Q5: Have you ever tried using the tokens that were not the most probable (like the 2nd most likely tokens)? - Haven’t tried that, but we are aware of this line of work. There is one sampling work called typical sampling: instead of using the most likely token, we also do sampling for the draft model. You have different ways to sample, and some have a higher acceptance rate.
- There is a PR that samples the draft model. We found that sampling is better than argmax(), especially when the temperature is high.
- temperature=0 is the worst case for SD, because it does not have error tolerance. If you propose a wrong token, it’s just wrong. But if the temperature is very high, it could be just slightly wrong.
Q6: are there resource limitations for the online learning project with multiple draft models?
- We didn’t have enough engineering efforts on that.
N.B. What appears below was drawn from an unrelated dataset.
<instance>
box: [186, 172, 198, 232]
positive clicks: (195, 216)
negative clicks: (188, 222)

- In addition, you need a backward pass to update the draft model. So you kind of need a training framework to do auto-grad.
- There are system implementation challenges. For example, are they two systems or one system?
Q7: for SD, what accuracy is practically useful to speedup? Is that 80%, 85%, or something else?
- Depends on how expensive it is to run the draft model.
- If the draft model is super fast, maybe 40% or 50% acceptance rate can already work.
- Actually, originally we even used a 56M draft model to speculate a 70B model with acceptance rate ~50%. But it still had 1.5x speedup.
Q8: what is the optimal acceptance rate? - Depends on the acceptance rate.
- For MTP, 3 to 5 is doable. In vLLM, the most common setting is 3.
Q9: can we have a hierarchy of draft models? Draft1 speculates draft2, draft2 speculates draft3, …
- Stanford has research on that. It’s not production-ready because serving multiple draft models is still challenging, especially when you need to manage their KV Cache. In addition, how to place these models among machines is also an issue.